For each culture, we then selected the top two exemplars from each category. The categorically related words constituted the related condition. Word pairs were then scrambled to create new pairs that were categorically and semantically unrelated. Assignment of pairs as related or unrelated was confirmed through piloting. Exceptions were made for four categories in which lower items on the list were used instead of the top two exemplars. These substitutions for potentially problematic pairs (e.g., words sharing a common root, such as “president” and “vice president”) were based on discussions of the teams across cultures. To ensure that the strength of category association of the exemplars did not differ across cultures, we compared the proportions of participants in the norming studies who generated these specific exemplars as examples of members of their respective categories. The means were similar (Americans: M = .81, SD = .14; Turks: M = .78, SD = .13), p = .21.

We divided both the American and the Turkish word pairs into two lists each for counterbalancing across conditions. This created two separate sets of word pairs such that the words appearing in categorical pairs in one list were rearranged into new pairs to serve as the unrelated pairs for the other half of the participants and vice versa. When creating the counterbalancings, we matched across category frequency (how often the exemplar was generated as a member of its category in the published norms), written word frequency (Kucera & Francis, 1967), and number of syllables. Within each counterbalancing list, we scrambled all of the word pairs to create the unrelated pairs, which we were careful to make sure were not semantically related. We were also careful to re-pair the words analogously across cultures. For example, if the first precious stone exemplar was re-paired with the second fruit exemplar in English, then the first precious stone exemplar would also be re-paired with the second fruit exemplar in Turkish.

2.3 Procedure

Participants encoded 32 word pairs presented on the computer for 4 s each, using E-Prime software (Psychology Software Tools, Pittsburgh, PA, USA). For each pair, the word on the left-hand side of the screen was the highest category associate, and the word on the right-hand side was a second highest category associate. Half of the word pairs were related and half were unrelated. The pairs were presented in a single study block and in a random order, unique to each participant. Participants were informed that later they would be presented with the first word of the pair and would be asked to report the word that went with it. After encoding, participants had a 30-s filled delay interval before completing a self-paced cued recall task. Participants wrote down the associated word from the encoded pair in response to the cue. Participants were encouraged to report words for which they were not confident. There were two counterbalanced versions of the lists such that words appeared in the related and unrelated conditions equally often across participants. Task instructions were translated and back translated by native Turkish speakers who were also fluent in English.

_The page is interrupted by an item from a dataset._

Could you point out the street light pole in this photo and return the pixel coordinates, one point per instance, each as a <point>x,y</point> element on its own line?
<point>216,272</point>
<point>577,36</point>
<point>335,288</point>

To compare cognitive abilities across samples, participants were characterized on additional measures (Table 1), including demographics and operation span (executive function; Unsworth et al., 2005a). The demographics questionnaire was completed at the beginning of the session, before the encoding task, and the operation span was the final measure completed at the end of the study.

2.4 Scoring

Participants' recall responses were grouped into six categories: correct responses, categorical errors, other semantic errors, other list word errors, other non-semantic errors, and blanks. Errors could be based on the mispairing of another word from encoding or on the generation of a completely new word. A correct response was a response that matched the word the participant was being asked to recall (ignoring spelling errors or mistaken pluralization). A “categorical error” was a response that was incorrect and taxonomically related (based on definitions used in the cross-cultural literature; e.g., Ji et al., 2004; Chiu, 1972; Unsworth et al., 2005a) to the prompt (first word of the word pair) or to the correct response (second word of the word pair; e.g., for the prompt “pear,” a response of “banana” or “fruit”). An “other semantic error” was an incorrect response that was semantically related to the prompt or the correct response in any way other than categorically (e.g., a response of “clock” to the prompt “minute”), including synonyms. An “other list word error” was the recall of a word that was from the encoding list, but that was incorrect and unrelated in meaning to the prompt or the correct response. An “other non-semantic” error was the recall of a word that was incorrect, not from the encoding list, and unrelated in meaning to the prompt or correct response. Responses that were unrecognizable or that showed partial phonetic recall of correct responses were also counted as other non-semantic errors, although such errors were rare. Blanks were items that the participant skipped. Questions about how to score the memory errors were resolved through discussion of members of the research team drawn from each of the two cultures, and to ensure consistency, coders from each site scored the responses of the 10 participants from each culture who committed the most errors (agreement rate of 83%). The numbers of errors of each type were converted into proportions out of the total number of errors to control for differences in raw numbers of memory errors across cultures.

3 Results

To give a sense of the overall distribution of correct responses, memory errors, and omissions (trials left blank), we present the raw numbers in Tables 2 and 3. Subsequent analyses rely on proportions, rather than raw numbers.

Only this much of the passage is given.